Abstract—The short-time creep of martensitic 10Cr–3Co–3W–0.2Re (wt %) steel with a low nitrogen content subjected to normalizing at temperatures of 1050 and 1100°C and subsequent tempering at 770°C for 3 h is studied under the following creep conditions: the temperature is 650°C, and the applied stress is 200, 180, and 160 MPa. The time to failure is found to increase substantially in the steel at an increased normalizing temperature as a result of a longer transient creep stage and a decrease in the minimum creep rate under short-time creep conditions. An increase in the normalizing temperature from 1050 to 1100°C doubles the mean size of the initial austenite grain from 55 to 105 μm; in this case, the mean martensite lath width (about 300 nm) and the free dislocation density (~2 × 10¹⁴ m^–2) are independent of the normalizing temperature. The increase in the initial austenite grain size as a result of the increase in the normalizing temperature is found to be accompanied by an increase in the fraction and extent of low-angle boundaries, which favors a decrease in the mean size of grain-boundary M₂₃C₆ carbide particles during tempering and a Laves phase during creep. Moreover, an increase in the normalizing temperature causes a decrease in the rate of coarsening of grain-boundary M₂₃C₆ particles, tungsten-rich particles, and carbonitride Nb(C,N) particles uniformly distributed over the matrix volume by a factor of 5 (for the first two particles) and 31, respectively.
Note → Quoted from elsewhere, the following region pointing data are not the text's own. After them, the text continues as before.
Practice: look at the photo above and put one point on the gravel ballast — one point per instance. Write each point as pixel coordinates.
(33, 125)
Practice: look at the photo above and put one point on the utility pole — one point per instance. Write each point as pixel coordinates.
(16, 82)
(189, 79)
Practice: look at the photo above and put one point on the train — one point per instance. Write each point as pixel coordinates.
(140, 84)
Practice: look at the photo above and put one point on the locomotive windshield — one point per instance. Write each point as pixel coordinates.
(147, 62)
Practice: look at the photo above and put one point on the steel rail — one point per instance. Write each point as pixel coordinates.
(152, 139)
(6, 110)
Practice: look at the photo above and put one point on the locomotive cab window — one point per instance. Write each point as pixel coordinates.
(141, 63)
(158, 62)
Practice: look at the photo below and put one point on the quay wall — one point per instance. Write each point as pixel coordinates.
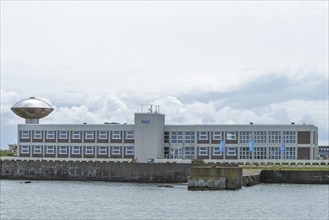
(139, 172)
(295, 176)
(90, 170)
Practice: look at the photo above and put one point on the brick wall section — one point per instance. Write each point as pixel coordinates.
(295, 177)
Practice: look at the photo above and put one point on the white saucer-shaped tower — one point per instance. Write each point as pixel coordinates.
(32, 109)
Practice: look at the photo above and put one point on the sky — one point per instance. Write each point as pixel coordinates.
(212, 62)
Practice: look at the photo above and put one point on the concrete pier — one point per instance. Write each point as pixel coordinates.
(251, 177)
(214, 178)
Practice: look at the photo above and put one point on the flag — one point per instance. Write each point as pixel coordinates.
(251, 145)
(221, 146)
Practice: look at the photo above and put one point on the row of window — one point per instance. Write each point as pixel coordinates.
(76, 134)
(244, 136)
(87, 150)
(244, 153)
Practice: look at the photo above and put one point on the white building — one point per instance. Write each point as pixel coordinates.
(149, 138)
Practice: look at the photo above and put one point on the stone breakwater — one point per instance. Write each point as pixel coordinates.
(141, 172)
(89, 170)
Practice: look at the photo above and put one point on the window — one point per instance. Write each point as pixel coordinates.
(37, 149)
(217, 135)
(76, 150)
(216, 151)
(203, 135)
(189, 152)
(173, 137)
(25, 149)
(129, 134)
(62, 149)
(89, 135)
(166, 137)
(274, 137)
(50, 149)
(273, 152)
(189, 137)
(245, 136)
(116, 135)
(89, 150)
(50, 134)
(260, 153)
(37, 134)
(176, 153)
(116, 150)
(290, 153)
(129, 150)
(179, 137)
(76, 135)
(245, 153)
(102, 150)
(102, 135)
(231, 151)
(203, 151)
(289, 137)
(231, 135)
(62, 134)
(25, 134)
(260, 137)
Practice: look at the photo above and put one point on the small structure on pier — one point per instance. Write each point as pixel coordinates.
(215, 178)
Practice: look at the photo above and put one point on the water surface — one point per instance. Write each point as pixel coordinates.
(108, 200)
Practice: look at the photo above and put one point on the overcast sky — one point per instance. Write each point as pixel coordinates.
(203, 62)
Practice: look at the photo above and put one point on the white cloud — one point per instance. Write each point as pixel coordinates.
(202, 62)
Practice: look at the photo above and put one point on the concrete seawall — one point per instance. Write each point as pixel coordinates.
(140, 172)
(295, 176)
(104, 171)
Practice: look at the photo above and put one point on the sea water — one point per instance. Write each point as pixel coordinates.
(108, 200)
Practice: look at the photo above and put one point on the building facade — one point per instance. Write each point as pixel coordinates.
(149, 138)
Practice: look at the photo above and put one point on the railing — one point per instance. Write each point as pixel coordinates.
(53, 159)
(273, 162)
(241, 162)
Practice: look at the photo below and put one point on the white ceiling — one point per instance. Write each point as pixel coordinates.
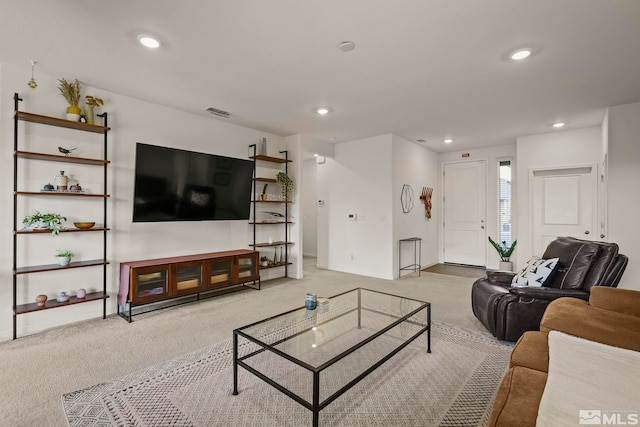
(422, 69)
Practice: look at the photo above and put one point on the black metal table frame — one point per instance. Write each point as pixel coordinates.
(417, 255)
(316, 406)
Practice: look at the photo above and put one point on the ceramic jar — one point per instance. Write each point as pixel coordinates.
(63, 297)
(61, 181)
(41, 300)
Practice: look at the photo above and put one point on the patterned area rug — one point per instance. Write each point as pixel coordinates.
(453, 386)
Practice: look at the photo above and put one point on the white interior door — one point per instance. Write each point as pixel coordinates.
(464, 213)
(564, 203)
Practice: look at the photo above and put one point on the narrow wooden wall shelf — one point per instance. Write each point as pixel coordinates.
(57, 267)
(54, 121)
(52, 303)
(59, 158)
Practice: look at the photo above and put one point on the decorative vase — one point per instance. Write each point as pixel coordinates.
(506, 265)
(73, 113)
(88, 114)
(41, 300)
(64, 260)
(62, 181)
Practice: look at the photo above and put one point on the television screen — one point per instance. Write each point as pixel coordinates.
(180, 185)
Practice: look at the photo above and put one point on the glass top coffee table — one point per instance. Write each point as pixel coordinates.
(314, 356)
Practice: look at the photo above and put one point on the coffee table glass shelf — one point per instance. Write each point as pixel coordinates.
(315, 356)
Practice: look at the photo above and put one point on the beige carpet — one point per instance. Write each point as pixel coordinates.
(38, 369)
(452, 386)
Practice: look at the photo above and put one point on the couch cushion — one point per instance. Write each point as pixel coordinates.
(576, 259)
(537, 272)
(576, 317)
(531, 351)
(585, 375)
(518, 398)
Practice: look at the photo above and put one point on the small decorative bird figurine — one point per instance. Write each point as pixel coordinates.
(65, 151)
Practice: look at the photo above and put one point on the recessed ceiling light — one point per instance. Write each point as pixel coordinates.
(148, 41)
(322, 110)
(520, 54)
(347, 46)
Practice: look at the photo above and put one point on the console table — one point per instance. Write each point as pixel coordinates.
(161, 279)
(417, 255)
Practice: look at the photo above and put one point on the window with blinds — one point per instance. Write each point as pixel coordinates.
(504, 202)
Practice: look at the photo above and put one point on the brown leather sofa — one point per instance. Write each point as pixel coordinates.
(507, 312)
(612, 317)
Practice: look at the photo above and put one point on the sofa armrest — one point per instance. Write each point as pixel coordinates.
(549, 294)
(502, 277)
(624, 301)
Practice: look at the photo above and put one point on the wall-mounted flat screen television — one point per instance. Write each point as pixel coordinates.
(179, 185)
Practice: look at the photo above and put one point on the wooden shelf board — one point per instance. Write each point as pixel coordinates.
(270, 159)
(270, 222)
(64, 230)
(280, 264)
(54, 121)
(55, 267)
(266, 245)
(59, 158)
(52, 303)
(59, 193)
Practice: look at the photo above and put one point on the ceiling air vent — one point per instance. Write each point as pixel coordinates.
(217, 112)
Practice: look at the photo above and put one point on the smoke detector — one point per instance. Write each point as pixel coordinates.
(217, 112)
(347, 46)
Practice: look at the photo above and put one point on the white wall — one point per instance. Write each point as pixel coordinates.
(556, 149)
(357, 181)
(492, 155)
(417, 167)
(623, 176)
(309, 208)
(131, 121)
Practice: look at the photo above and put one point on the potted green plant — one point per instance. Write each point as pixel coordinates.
(286, 185)
(49, 221)
(64, 257)
(505, 253)
(71, 92)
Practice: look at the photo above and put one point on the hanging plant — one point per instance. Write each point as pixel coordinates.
(285, 183)
(51, 221)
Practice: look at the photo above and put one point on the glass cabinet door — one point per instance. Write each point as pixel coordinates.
(150, 283)
(220, 272)
(189, 277)
(247, 267)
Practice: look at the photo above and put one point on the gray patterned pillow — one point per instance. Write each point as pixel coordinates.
(537, 272)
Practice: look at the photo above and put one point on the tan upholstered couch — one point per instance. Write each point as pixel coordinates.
(612, 316)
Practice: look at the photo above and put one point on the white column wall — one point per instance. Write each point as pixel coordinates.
(357, 181)
(132, 121)
(623, 175)
(417, 167)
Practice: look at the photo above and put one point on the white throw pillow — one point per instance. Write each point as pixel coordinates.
(537, 272)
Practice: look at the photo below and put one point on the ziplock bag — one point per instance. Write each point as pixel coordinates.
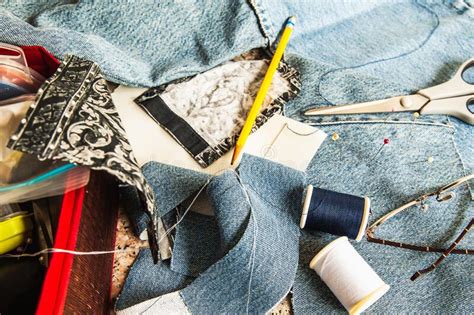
(17, 80)
(54, 181)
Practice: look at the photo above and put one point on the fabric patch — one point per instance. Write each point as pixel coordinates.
(205, 113)
(195, 245)
(147, 280)
(74, 120)
(259, 262)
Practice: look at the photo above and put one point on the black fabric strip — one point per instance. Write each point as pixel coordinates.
(176, 125)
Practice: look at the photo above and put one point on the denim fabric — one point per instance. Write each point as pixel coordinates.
(256, 273)
(172, 185)
(143, 43)
(259, 270)
(147, 280)
(195, 245)
(346, 52)
(130, 201)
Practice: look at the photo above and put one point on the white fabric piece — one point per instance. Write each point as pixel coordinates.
(170, 303)
(215, 103)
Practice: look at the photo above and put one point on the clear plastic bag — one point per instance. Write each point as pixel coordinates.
(22, 176)
(56, 180)
(17, 80)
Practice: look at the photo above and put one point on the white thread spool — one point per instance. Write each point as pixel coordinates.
(347, 274)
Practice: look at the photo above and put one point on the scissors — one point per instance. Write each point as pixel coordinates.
(453, 98)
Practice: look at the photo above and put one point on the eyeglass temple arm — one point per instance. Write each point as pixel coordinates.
(391, 214)
(438, 193)
(444, 255)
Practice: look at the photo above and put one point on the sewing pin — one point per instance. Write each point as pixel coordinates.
(429, 160)
(385, 142)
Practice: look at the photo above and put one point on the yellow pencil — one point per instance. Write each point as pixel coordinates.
(262, 92)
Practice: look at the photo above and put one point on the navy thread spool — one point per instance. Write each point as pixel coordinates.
(335, 213)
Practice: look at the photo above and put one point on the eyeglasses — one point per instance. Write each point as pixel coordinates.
(442, 195)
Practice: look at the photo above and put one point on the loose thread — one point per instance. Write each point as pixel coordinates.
(72, 252)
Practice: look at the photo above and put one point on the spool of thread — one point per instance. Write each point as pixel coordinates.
(347, 274)
(335, 213)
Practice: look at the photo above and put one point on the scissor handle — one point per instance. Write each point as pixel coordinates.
(457, 86)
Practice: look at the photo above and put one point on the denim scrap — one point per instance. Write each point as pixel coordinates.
(147, 280)
(195, 244)
(172, 185)
(152, 44)
(264, 256)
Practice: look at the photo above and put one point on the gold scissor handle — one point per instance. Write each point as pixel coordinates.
(453, 97)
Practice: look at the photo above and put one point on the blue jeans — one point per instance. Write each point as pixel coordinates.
(346, 52)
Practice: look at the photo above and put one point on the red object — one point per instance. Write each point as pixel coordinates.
(53, 294)
(38, 58)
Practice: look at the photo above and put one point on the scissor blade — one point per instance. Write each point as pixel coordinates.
(393, 104)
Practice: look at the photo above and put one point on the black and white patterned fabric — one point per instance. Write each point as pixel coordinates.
(206, 112)
(74, 120)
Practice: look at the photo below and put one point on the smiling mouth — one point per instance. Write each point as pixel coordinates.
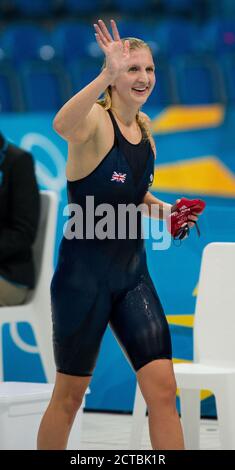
(140, 91)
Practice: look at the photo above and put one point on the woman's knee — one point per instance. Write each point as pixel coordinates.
(157, 383)
(69, 392)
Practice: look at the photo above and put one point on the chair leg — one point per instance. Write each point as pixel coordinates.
(1, 354)
(138, 419)
(190, 417)
(225, 406)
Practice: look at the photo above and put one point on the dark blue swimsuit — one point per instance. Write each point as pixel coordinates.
(100, 282)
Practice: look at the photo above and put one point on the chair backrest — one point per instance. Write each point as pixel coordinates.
(43, 249)
(214, 327)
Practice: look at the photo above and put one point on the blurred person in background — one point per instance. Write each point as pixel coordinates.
(98, 282)
(19, 217)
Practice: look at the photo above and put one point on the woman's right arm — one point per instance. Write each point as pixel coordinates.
(78, 118)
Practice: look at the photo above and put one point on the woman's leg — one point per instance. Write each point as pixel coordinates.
(157, 383)
(58, 419)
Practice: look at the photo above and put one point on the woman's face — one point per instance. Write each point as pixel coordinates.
(140, 75)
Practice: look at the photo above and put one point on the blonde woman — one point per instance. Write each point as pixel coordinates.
(106, 281)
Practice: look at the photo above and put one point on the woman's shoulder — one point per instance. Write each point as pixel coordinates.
(147, 120)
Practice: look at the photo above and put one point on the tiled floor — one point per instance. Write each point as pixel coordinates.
(107, 431)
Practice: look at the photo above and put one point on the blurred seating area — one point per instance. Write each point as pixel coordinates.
(48, 49)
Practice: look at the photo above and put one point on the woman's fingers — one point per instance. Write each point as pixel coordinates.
(105, 31)
(115, 31)
(101, 44)
(101, 36)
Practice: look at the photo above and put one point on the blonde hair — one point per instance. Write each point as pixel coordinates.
(106, 101)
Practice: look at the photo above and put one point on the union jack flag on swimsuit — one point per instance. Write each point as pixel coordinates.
(119, 177)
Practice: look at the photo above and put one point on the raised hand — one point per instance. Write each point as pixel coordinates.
(117, 54)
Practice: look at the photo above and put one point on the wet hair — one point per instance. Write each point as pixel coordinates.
(106, 101)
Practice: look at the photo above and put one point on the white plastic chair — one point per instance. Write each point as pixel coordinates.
(214, 353)
(37, 309)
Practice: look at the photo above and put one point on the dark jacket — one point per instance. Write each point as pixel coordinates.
(19, 214)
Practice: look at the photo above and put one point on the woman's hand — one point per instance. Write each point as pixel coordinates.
(193, 218)
(117, 54)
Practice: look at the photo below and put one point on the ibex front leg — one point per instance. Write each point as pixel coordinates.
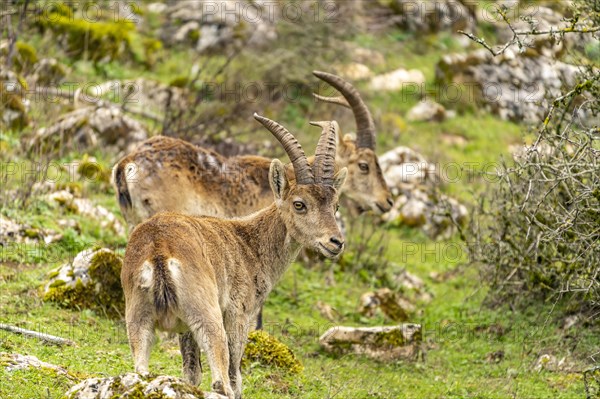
(237, 327)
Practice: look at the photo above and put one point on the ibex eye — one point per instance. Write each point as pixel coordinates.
(299, 206)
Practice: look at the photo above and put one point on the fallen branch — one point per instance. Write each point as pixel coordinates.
(44, 337)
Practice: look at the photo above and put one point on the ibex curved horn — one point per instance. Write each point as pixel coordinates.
(324, 163)
(365, 127)
(294, 150)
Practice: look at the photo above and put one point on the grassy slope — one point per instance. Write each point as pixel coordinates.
(456, 323)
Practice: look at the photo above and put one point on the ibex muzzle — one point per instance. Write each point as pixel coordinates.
(206, 278)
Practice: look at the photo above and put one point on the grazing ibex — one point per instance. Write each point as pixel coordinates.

摘要—研究了低氮马氏体 10Cr–3Co–3W–0.2Re (wt %) 钢在 1050 和 1100°C 正火和随后在 770°C 回火 3 h 的短时蠕变。在以下蠕变条件下：温度为 650°C，外加应力为 200、180 和 160 MPa。由于较长的瞬态蠕变阶段和短时间蠕变条件下最小蠕变速率的降低，钢中的失效时间在增加的正火温度下显着增加。正火温度从 1050 增加到 1100°C 会使初始奥氏体晶粒的平均尺寸从 55 微米增加到 105 微米；在这种情况下，平均马氏体板条宽度（约 300 nm）和自由位错密度（~2 × 10 ¹⁴ m^–2 ) 与正火温度无关。发现由于正火温度的增加，初始奥氏体晶粒尺寸的增加伴随着小角晶界的比例和范围的增加，这有利于晶界 M 的平均尺寸减小回火过程中的₂₃ C ₆碳化物颗粒和蠕变过程中的 Laves 相。此外，正火温度的升高会导致均匀分布在基体体积上的晶界 M ₂₃ C ₆颗粒、富钨颗粒和碳氮化物 Nb(C,N) 颗粒的粗化速率降低 1 倍5（对于前两个粒子）和 31，分别。